I have a function func
which is overloaded to take either a std::vector<Obj>
argument or a Obj
argument.
#include <vector>
#include <iostream>
class Obj {
int a = 6;
};
void func(const std::vector<Obj>& a) {
std::cout << "here" << std::endl;
}
void func(const Obj& a) {
std::cout << "there" << std::endl;
}
int main() {
Obj obj, obj2;
func({obj});
func({obj, obj2});
}
Actual output:
there
here
Expected output:
here
here
It seems {obj}
doesn't initialize a vector, but rather an object. I guess there is some priority order when it comes to which type it initializes. How do I control it precisely?
(Examples compiled with g++ (Ubuntu 8.3.0-6ubuntu1) 8.3.0.)

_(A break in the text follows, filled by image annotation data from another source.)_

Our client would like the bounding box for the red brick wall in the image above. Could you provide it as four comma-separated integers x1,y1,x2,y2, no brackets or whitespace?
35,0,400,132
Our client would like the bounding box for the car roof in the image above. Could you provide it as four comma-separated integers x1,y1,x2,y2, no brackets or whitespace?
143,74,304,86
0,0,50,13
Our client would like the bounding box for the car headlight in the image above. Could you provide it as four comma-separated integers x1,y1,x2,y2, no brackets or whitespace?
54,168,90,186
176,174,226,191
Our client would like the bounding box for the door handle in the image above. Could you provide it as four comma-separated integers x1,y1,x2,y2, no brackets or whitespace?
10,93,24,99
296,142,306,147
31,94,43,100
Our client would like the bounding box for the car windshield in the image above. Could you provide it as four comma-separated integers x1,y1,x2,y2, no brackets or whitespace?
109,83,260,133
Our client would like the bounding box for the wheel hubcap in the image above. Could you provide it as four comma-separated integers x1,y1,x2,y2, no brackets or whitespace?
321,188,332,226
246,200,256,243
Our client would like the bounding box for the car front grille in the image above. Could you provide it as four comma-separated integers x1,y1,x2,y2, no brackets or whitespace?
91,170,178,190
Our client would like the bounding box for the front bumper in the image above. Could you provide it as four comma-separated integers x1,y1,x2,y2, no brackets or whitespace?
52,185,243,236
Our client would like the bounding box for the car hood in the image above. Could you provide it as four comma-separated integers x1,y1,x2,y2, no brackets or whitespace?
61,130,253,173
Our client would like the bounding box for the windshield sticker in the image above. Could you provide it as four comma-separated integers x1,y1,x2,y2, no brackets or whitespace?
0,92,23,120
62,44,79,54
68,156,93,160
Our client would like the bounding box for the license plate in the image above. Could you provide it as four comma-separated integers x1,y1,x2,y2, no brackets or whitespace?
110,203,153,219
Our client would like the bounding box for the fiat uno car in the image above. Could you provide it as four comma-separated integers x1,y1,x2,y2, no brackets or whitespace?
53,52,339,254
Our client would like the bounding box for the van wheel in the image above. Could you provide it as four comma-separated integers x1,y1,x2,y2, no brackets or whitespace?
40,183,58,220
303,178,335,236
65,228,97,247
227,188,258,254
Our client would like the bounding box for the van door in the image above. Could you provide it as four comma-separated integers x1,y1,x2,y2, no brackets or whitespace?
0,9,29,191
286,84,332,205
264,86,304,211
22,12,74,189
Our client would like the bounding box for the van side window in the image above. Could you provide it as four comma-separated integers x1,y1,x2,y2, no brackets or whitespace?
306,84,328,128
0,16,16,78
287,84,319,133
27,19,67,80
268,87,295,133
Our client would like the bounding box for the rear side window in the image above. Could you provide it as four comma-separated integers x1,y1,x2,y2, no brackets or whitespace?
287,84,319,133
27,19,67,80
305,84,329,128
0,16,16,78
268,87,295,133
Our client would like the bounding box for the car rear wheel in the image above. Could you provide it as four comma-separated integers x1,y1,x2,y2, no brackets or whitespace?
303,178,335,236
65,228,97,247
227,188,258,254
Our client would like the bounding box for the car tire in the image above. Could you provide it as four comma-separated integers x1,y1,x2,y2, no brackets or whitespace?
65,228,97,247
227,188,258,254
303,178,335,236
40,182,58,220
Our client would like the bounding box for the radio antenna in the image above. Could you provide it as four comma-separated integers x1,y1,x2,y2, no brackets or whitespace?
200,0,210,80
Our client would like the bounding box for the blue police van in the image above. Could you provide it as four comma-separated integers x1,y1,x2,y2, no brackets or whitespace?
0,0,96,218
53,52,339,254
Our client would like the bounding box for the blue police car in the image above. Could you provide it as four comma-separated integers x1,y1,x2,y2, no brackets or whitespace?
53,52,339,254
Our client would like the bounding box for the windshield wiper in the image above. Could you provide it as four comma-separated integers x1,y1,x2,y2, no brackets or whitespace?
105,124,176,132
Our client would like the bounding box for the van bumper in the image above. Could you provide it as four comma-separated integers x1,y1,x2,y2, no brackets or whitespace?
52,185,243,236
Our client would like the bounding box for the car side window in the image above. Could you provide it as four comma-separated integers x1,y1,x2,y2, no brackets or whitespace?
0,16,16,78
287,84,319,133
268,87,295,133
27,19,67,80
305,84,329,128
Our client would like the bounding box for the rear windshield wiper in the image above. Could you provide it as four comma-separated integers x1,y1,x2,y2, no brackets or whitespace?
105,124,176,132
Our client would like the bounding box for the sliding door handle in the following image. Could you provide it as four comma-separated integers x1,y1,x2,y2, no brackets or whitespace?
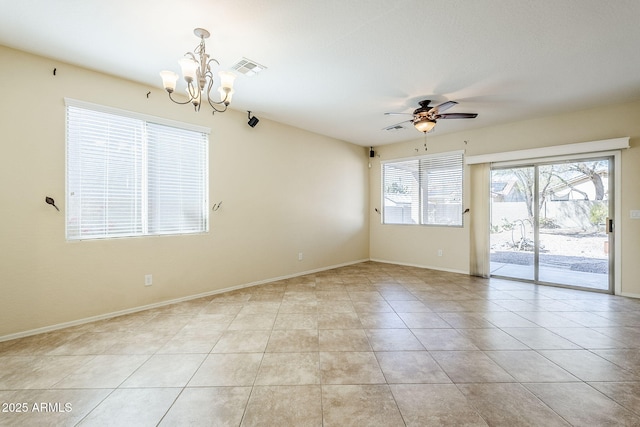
605,218,614,234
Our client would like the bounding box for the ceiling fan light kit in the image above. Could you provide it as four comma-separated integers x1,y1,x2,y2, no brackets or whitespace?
413,117,436,133
385,99,478,134
160,28,236,114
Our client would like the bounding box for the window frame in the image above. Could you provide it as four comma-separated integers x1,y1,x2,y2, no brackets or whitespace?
380,150,465,228
64,98,211,242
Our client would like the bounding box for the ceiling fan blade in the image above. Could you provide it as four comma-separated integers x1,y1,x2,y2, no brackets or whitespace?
436,113,478,120
382,120,413,130
429,101,458,114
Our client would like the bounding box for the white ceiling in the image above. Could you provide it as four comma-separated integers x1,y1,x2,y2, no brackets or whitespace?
0,0,640,146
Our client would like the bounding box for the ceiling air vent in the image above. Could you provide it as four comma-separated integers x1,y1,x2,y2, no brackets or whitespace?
232,58,267,76
384,125,404,132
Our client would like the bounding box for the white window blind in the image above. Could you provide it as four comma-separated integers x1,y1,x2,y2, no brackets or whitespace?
382,152,463,227
66,101,208,240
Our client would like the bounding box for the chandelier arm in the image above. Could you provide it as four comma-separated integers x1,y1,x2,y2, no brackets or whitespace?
163,28,235,114
169,92,193,105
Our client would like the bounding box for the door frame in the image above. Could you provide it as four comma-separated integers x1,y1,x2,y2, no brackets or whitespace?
487,150,622,295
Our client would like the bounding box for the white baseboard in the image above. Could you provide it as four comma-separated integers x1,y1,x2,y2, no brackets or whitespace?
371,258,469,276
618,292,640,298
0,259,369,342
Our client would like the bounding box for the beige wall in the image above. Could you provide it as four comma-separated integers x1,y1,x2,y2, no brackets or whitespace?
0,47,369,339
370,102,640,297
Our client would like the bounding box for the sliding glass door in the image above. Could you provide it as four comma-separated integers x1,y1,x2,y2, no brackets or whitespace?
490,157,614,292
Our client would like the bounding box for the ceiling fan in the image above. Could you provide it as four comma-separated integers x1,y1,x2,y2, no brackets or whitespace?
384,99,478,133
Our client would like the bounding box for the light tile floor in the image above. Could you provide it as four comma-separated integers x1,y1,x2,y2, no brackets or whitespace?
0,262,640,426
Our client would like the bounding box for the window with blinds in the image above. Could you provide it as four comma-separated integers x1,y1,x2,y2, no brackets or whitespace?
66,100,208,240
382,152,463,227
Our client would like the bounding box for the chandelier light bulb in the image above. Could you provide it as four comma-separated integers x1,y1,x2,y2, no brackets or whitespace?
160,28,236,113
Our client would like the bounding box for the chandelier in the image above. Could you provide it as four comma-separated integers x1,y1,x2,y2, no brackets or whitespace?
160,28,236,114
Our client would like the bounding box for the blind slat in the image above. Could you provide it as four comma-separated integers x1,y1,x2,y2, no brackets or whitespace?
67,105,208,240
382,152,463,226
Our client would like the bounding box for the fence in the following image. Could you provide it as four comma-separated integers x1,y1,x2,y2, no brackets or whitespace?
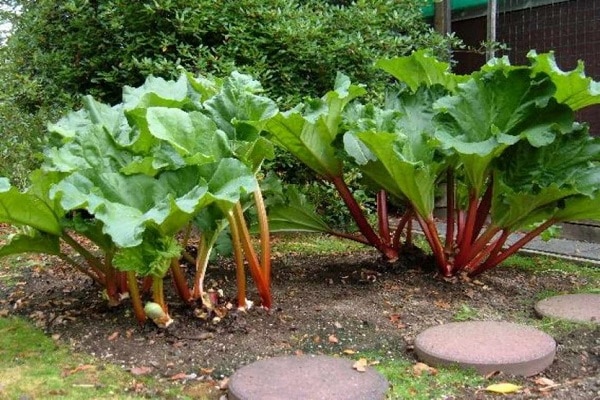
452,0,600,136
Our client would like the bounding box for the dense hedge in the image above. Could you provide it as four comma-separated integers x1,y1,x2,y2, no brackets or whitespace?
1,0,446,108
0,0,448,209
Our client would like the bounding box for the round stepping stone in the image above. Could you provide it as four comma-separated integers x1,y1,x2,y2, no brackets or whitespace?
415,321,556,376
535,293,600,324
228,355,388,400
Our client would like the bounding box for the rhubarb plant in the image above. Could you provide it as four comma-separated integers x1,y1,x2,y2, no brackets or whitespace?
0,69,278,327
346,53,600,276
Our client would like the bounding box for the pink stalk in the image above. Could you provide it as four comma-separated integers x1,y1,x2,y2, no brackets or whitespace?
330,176,398,260
171,257,192,303
254,189,271,285
233,203,273,309
227,213,246,309
192,236,212,303
416,213,452,276
126,271,146,325
377,190,390,246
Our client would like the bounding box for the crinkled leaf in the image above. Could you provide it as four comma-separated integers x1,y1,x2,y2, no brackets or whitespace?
491,126,600,229
43,125,132,172
375,50,465,91
527,50,600,110
0,233,60,257
268,186,333,233
204,72,278,141
435,69,573,195
146,107,221,164
123,74,189,110
266,74,365,177
344,87,445,216
113,232,182,279
0,177,62,235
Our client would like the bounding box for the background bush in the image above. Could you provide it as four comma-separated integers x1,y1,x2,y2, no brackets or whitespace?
0,0,449,222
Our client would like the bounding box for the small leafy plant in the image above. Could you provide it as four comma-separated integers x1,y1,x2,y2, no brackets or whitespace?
0,73,277,327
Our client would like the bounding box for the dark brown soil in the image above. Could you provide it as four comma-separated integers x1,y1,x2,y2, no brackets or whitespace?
0,239,600,399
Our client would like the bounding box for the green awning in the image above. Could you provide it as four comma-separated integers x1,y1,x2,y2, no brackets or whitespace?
423,0,487,17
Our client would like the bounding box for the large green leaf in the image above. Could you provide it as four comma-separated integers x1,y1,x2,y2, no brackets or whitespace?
203,72,278,142
113,231,182,279
375,50,466,91
344,87,445,217
491,125,600,230
269,186,333,233
435,68,573,195
266,74,364,177
123,74,191,110
0,177,62,236
52,159,256,247
527,50,600,110
0,233,60,257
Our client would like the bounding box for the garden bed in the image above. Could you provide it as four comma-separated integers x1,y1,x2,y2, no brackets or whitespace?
0,236,600,399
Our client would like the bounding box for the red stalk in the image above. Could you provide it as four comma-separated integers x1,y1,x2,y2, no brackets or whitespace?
331,176,398,260
454,226,500,268
456,209,466,244
377,190,390,246
392,209,413,249
470,219,556,276
142,276,152,293
445,168,456,254
127,271,146,325
473,178,493,241
227,213,246,309
416,213,452,276
458,191,477,252
458,231,509,274
171,257,192,303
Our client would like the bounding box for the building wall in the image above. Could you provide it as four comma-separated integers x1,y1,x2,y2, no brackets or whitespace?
452,0,600,135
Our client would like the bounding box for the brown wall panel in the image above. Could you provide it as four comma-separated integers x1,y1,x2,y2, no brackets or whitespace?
452,0,600,135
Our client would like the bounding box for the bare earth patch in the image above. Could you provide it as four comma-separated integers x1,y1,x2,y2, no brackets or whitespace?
0,245,600,399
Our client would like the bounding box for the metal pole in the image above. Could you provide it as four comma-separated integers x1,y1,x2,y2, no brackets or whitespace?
485,0,498,61
433,0,452,35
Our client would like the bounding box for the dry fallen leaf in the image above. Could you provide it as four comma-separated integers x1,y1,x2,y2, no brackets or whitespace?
413,363,437,376
129,367,152,375
485,383,521,394
352,358,368,372
219,378,229,390
534,376,556,386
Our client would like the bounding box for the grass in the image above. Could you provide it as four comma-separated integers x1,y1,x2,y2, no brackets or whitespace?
0,317,202,400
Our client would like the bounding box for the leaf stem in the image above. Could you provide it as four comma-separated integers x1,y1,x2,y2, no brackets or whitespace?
330,176,398,260
127,271,146,325
377,190,390,246
227,212,246,309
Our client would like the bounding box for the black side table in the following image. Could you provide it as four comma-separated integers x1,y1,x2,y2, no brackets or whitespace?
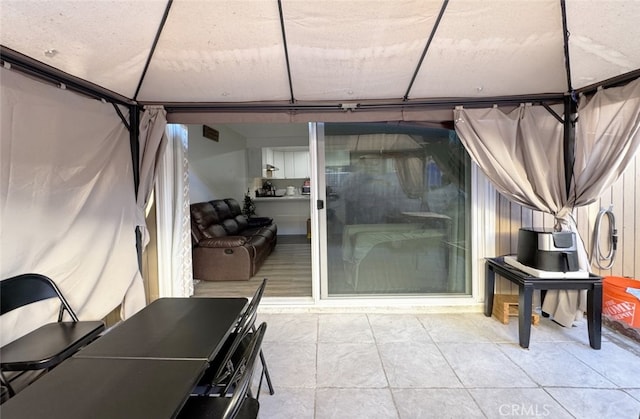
484,257,602,349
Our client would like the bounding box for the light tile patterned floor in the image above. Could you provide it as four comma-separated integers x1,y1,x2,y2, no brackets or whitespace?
252,313,640,419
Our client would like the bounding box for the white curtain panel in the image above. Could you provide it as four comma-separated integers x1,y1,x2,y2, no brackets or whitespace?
0,68,145,344
454,80,640,326
137,106,167,250
454,105,566,215
568,79,640,207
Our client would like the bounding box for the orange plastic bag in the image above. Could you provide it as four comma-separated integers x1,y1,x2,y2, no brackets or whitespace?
602,276,640,329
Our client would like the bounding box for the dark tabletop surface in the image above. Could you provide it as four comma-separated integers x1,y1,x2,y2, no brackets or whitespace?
75,298,247,359
0,358,207,419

I found a possible duplicate (c++11 single element vector initialization in a function call), although my question remains unanswered:
I understand that {obj}
can resolve to an object rather a vector of a single element and the former takes priority. But is there a way to use {}
to create a single item vector (so that foo
resolves to the std::vector
overload)? I could create a vector explicitly but {}
seems nicer.
As mentioned in the linked question duplicate (the original) there is no way to force the resolution in favour of the overload taking std::initializer_list
.
The original signatures (using int
to simplify):
void func(const std::vector<int> &a);
void func(const int &a);
Since I have encountered this many times I typically do this:
func(std::vector<int>{10});
I am not aware of any shorter way of doing this because using actual type std::initializer_list
that would do the same is even more verbose. But on the birght side it at least makes what you are doing perfectly clear since {10}
is really ambiguous if not accompanied with the type.